Question

The general solution of the differential equation $x^2(1+y^3)dx = y^2(1+x^3)dy$ is

• A. $(1+x^2)(1+y^2) = C$
• B. $1+x^3 = C(1+y^3)$
• C. $(x+y)(1+x^2+x^3) = C$
• D. $x(1+y^2) = Cy(1+x^2)$

Answer 1

Answer: (B)

1+x^3 = C(1+y^3)

Answer 2

The given differential equation is $x^2(1+y^3)dx = y^2(1+x^3)dy$. This is a first-order differential equation. We can separate the variables $x$ and $y$.

Divide both sides by $(1+x^3)(1+y^3)$, assuming $1+x^3 \neq 0$ and $1+y^3 \neq 0$:

$\frac{x^2(1+y^3)}{(1+x^3)(1+y^3)}dx = \frac{y^2(1+x^3)}{(1+x^3)(1+y^3)}dy$

$\frac{x^2}{1+x^3}dx = \frac{y^2}{1+y^3}dy$

Now, integrate both sides:

$\int \frac{x^2}{1+x^3}dx = \int \frac{y^2}{1+y^3}dy$

For the integral on the left side, let $u = 1+x^3$. Then $du = 3x^2 dx$. So $x^2 dx = \frac{1}{3}du$.

$\int \frac{x^2}{1+x^3}dx = \int \frac{1}{u} \left(\frac{1}{3}du\right) = \frac{1}{3}\int \frac{1}{u}du = \frac{1}{3}\ln|u| + C_1 = \frac{1}{3}\ln|1+x^3| + C_1$.

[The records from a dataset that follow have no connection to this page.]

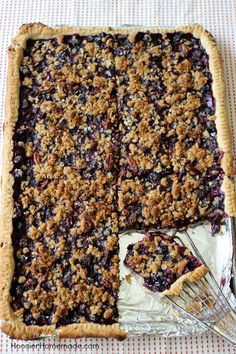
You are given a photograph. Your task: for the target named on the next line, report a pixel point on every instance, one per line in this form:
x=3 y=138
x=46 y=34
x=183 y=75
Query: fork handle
x=226 y=327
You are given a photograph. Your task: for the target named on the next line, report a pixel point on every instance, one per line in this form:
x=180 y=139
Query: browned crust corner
x=193 y=276
x=230 y=196
x=7 y=210
x=18 y=330
x=92 y=330
x=224 y=137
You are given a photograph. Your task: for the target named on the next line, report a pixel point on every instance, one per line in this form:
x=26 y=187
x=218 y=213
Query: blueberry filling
x=113 y=133
x=166 y=262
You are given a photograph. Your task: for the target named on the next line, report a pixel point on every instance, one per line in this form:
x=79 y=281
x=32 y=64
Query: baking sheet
x=142 y=311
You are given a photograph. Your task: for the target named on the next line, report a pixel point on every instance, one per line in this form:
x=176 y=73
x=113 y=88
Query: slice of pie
x=163 y=263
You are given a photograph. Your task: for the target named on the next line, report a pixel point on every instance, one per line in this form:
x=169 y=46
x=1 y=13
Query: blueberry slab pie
x=163 y=263
x=105 y=130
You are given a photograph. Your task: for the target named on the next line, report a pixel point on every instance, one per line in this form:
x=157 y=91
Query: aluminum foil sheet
x=144 y=312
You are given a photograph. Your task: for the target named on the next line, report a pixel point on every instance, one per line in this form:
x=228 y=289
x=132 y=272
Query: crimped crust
x=193 y=276
x=13 y=326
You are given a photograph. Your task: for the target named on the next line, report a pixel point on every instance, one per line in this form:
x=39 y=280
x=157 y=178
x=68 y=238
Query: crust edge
x=14 y=327
x=193 y=276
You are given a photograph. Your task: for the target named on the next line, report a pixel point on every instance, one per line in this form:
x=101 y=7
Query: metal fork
x=204 y=301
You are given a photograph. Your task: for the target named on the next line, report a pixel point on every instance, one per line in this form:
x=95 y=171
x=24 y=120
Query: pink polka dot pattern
x=215 y=15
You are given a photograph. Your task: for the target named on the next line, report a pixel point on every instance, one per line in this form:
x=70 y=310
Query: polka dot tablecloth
x=219 y=17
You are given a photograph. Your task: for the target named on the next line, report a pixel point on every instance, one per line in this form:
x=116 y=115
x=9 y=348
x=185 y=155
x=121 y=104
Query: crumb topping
x=114 y=132
x=160 y=260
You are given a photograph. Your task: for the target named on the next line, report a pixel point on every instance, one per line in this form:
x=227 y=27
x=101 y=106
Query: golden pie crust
x=13 y=326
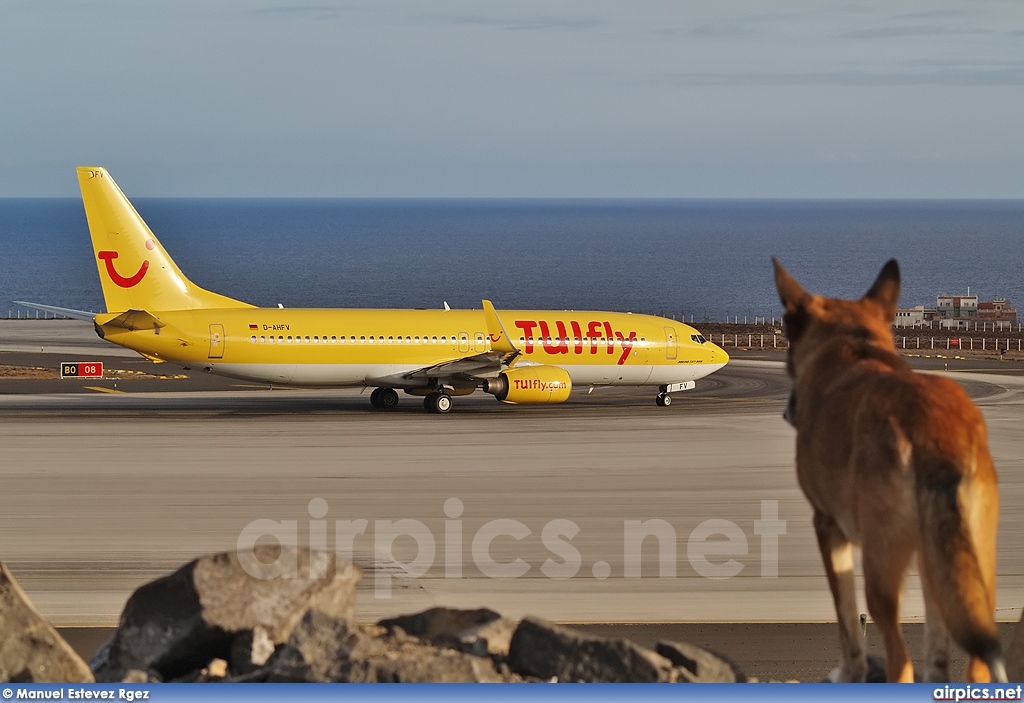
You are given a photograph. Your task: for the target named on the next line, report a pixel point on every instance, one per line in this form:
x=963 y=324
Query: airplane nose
x=718 y=355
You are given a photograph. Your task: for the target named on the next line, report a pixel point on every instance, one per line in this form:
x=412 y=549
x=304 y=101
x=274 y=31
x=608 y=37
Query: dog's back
x=896 y=462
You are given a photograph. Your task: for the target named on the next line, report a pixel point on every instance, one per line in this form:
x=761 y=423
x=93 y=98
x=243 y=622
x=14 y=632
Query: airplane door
x=671 y=344
x=216 y=341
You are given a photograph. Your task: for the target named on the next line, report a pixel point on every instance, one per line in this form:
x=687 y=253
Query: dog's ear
x=791 y=293
x=885 y=291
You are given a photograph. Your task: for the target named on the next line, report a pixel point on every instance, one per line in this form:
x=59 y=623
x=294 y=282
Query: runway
x=103 y=491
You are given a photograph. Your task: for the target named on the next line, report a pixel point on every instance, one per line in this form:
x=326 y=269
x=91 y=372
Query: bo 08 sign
x=82 y=369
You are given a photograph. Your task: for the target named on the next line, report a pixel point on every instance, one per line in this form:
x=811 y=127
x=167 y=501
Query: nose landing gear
x=437 y=402
x=384 y=398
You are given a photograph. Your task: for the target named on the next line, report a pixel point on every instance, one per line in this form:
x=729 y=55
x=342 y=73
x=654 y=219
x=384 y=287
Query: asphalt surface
x=103 y=491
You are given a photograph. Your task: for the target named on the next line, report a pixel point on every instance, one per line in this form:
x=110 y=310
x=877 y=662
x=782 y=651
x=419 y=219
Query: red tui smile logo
x=123 y=281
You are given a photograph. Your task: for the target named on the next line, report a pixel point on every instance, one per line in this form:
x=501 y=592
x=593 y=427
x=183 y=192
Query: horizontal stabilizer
x=67 y=312
x=132 y=319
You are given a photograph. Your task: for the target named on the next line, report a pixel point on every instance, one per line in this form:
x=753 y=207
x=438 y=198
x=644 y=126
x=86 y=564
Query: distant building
x=915 y=316
x=957 y=312
x=998 y=310
x=956 y=307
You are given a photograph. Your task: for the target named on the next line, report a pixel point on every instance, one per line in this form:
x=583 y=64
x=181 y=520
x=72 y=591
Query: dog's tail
x=958 y=513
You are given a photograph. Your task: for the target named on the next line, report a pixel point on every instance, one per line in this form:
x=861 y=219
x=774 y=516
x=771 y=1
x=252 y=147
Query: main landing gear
x=384 y=398
x=664 y=399
x=437 y=402
x=387 y=399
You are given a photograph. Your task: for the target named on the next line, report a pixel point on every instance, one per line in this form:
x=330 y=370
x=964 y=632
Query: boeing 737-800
x=520 y=356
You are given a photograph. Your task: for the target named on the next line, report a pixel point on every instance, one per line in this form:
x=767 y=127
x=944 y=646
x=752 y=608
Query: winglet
x=500 y=341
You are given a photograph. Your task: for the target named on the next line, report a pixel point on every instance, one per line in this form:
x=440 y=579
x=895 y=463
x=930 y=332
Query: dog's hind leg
x=837 y=554
x=936 y=632
x=885 y=565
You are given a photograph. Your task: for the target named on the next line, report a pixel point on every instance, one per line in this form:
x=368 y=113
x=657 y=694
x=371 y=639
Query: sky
x=451 y=98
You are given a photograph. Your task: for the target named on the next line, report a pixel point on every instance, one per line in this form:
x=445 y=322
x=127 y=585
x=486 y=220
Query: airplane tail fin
x=135 y=271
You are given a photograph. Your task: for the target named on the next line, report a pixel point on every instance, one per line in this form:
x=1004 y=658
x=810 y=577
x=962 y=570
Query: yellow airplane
x=520 y=356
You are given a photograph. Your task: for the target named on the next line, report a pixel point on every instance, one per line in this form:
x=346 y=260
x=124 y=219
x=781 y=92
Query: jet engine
x=530 y=385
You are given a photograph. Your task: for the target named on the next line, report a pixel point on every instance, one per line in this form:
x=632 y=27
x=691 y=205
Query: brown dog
x=896 y=463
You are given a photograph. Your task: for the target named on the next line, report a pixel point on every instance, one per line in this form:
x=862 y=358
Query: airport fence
x=915 y=343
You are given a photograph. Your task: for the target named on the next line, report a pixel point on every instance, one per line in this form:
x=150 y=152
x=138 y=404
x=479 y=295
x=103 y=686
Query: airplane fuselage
x=355 y=347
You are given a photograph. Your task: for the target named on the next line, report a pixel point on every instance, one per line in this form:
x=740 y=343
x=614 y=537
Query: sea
x=688 y=259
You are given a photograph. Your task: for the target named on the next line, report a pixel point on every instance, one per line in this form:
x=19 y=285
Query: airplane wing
x=67 y=312
x=485 y=365
x=477 y=366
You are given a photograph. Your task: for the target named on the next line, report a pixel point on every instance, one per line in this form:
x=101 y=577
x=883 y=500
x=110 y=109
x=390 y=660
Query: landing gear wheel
x=437 y=402
x=388 y=398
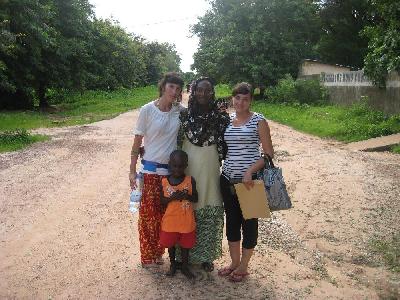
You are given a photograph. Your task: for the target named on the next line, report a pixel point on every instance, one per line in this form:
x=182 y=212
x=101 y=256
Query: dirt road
x=66 y=231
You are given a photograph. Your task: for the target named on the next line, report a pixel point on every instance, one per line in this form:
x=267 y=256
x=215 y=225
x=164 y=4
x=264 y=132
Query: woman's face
x=204 y=92
x=241 y=102
x=171 y=91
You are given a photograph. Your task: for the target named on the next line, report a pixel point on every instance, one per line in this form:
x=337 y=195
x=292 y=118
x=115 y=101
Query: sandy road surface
x=66 y=232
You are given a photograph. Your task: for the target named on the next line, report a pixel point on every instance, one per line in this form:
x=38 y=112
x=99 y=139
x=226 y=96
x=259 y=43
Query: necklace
x=242 y=122
x=157 y=104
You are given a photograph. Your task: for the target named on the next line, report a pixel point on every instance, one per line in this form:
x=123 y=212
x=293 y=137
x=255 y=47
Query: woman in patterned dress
x=157 y=127
x=202 y=129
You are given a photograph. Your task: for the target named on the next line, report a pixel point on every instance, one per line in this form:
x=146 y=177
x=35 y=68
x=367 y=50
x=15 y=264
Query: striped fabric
x=243 y=147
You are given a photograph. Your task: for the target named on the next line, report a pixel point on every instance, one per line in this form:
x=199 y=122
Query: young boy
x=178 y=224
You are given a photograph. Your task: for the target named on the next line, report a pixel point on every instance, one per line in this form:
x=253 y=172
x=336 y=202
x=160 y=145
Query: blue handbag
x=278 y=197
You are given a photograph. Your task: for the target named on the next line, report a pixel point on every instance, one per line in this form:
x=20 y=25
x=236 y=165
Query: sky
x=158 y=20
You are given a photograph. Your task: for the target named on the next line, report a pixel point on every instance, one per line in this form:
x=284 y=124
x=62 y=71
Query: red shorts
x=185 y=240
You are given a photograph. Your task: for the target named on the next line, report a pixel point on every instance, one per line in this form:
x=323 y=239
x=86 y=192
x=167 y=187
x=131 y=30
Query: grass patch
x=396 y=149
x=17 y=139
x=77 y=109
x=389 y=250
x=348 y=124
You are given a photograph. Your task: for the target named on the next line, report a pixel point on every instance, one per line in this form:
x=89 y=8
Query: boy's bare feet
x=172 y=270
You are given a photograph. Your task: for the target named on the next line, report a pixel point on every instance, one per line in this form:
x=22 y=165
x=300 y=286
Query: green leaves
x=59 y=44
x=257 y=41
x=384 y=41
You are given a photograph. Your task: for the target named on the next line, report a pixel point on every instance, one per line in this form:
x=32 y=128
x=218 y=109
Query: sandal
x=237 y=277
x=207 y=266
x=225 y=271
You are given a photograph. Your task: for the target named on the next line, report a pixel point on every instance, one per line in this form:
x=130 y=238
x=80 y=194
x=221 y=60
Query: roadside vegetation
x=389 y=250
x=71 y=109
x=302 y=104
x=13 y=140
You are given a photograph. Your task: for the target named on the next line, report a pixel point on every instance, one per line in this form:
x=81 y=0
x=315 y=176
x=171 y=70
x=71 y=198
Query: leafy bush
x=355 y=123
x=12 y=140
x=297 y=91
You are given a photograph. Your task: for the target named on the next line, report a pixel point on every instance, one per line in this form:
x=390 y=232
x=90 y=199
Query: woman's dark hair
x=192 y=97
x=243 y=88
x=170 y=77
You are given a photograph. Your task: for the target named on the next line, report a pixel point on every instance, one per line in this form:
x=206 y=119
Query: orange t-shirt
x=179 y=215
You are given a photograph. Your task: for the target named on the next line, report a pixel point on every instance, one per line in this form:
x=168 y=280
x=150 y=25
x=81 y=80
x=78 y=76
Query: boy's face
x=177 y=166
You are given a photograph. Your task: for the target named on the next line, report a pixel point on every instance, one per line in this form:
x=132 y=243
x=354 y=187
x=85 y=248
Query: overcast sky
x=158 y=20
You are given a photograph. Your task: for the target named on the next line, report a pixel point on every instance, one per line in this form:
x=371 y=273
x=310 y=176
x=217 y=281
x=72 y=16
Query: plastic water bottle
x=136 y=194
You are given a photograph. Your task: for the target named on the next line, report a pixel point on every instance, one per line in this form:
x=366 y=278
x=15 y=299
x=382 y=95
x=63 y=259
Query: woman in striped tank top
x=243 y=137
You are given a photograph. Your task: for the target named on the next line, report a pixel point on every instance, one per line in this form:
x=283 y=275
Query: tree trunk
x=262 y=92
x=42 y=97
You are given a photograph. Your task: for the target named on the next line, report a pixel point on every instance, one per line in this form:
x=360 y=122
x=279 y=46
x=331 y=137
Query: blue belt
x=152 y=165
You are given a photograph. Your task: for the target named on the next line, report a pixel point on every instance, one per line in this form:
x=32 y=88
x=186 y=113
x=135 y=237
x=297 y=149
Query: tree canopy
x=60 y=44
x=258 y=41
x=383 y=36
x=341 y=23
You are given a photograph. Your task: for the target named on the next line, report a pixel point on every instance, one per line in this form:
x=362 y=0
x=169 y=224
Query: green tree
x=119 y=58
x=257 y=41
x=162 y=58
x=44 y=36
x=342 y=21
x=383 y=53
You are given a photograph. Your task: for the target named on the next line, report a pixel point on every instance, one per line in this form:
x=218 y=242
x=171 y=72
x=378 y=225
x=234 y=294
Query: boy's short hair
x=243 y=88
x=171 y=77
x=179 y=153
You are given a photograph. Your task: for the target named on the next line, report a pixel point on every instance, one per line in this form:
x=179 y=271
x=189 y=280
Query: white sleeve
x=141 y=122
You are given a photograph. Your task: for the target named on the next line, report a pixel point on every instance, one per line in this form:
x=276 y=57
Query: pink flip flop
x=237 y=277
x=225 y=271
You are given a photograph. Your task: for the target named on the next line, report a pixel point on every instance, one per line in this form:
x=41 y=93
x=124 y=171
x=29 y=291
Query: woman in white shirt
x=157 y=127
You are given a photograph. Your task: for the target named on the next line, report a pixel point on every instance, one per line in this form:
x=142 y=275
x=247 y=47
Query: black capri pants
x=234 y=218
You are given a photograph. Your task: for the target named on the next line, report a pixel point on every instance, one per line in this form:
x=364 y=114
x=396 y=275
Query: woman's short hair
x=243 y=88
x=170 y=77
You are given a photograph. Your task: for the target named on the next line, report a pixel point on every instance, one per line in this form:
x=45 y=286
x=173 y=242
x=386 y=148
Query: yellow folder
x=253 y=202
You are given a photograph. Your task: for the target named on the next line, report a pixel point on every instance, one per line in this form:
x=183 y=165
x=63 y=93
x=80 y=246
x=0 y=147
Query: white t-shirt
x=159 y=130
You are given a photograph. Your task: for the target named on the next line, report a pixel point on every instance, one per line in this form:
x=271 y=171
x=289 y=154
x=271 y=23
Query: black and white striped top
x=243 y=146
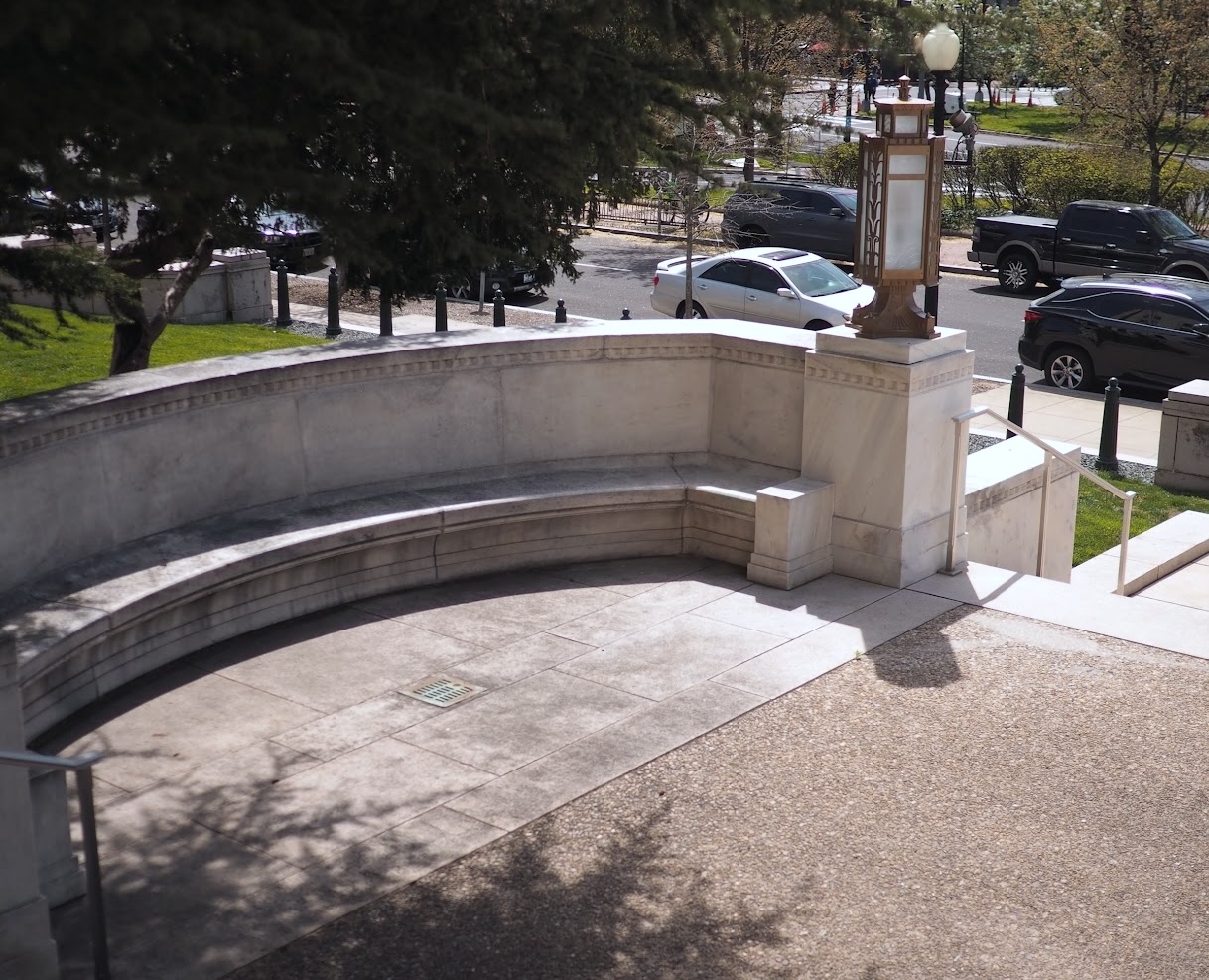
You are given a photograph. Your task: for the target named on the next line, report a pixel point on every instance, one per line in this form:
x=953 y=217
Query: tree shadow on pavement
x=544 y=907
x=918 y=658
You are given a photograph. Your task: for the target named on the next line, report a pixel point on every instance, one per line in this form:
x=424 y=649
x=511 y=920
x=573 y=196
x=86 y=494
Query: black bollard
x=443 y=320
x=499 y=308
x=386 y=322
x=1015 y=399
x=333 y=305
x=283 y=297
x=1108 y=458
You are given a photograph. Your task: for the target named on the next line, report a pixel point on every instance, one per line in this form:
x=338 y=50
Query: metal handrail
x=81 y=765
x=961 y=449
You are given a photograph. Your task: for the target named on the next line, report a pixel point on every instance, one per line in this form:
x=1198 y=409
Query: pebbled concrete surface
x=986 y=796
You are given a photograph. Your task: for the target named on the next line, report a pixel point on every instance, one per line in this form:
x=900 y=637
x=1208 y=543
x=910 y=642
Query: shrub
x=839 y=165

For the integral on the right side, let $v = 1+y^3$. Then $dv = 3y^2 dy$. So $y^2 dy = \frac{1}{3}dv$.

$\int \frac{y^2}{1+y^3}dy = \int \frac{1}{v} \left(\frac{1}{3}dv\right) = \frac{1}{3}\int \frac{1}{v}dv = \frac{1}{3}\ln|v| + C_2 = \frac{1}{3}\ln|1+y^3| + C_2$.

Equating the results of the integration:

$\frac{1}{3}\ln|1+x^3| + C_1 = \frac{1}{3}\ln|1+y^3| + C_2$

$\frac{1}{3}\ln|1+x^3| - \frac{1}{3}\ln|1+y^3| = C_2 - C_1$

$\frac{1}{3}(\ln|1+x^3| - \ln|1+y^3|) = C_3$, where $C_3 = C_2 - C_1$ is an arbitrary constant.

$\frac{1}{3}\ln\left|\frac{1+x^3}{1+y^3}\right| = C_3$

$\ln\left|\frac{1+x^3}{1+y^3}\right| = 3C_3$

$\left|\frac{1+x^3}{1+y^3}\right| = e^{3C_3}$

$\frac{1+x^3}{1+y^3} = \pm e^{3C_3}$

Let $C = \pm e^{3C_3}$. Since $C_3$ is an arbitrary constant, $e^{3C_3}$ is an arbitrary positive constant. Thus, $C$ is an arbitrary non-zero constant.

$1+x^3 = C(1+y^3)$, where $C \neq 0$.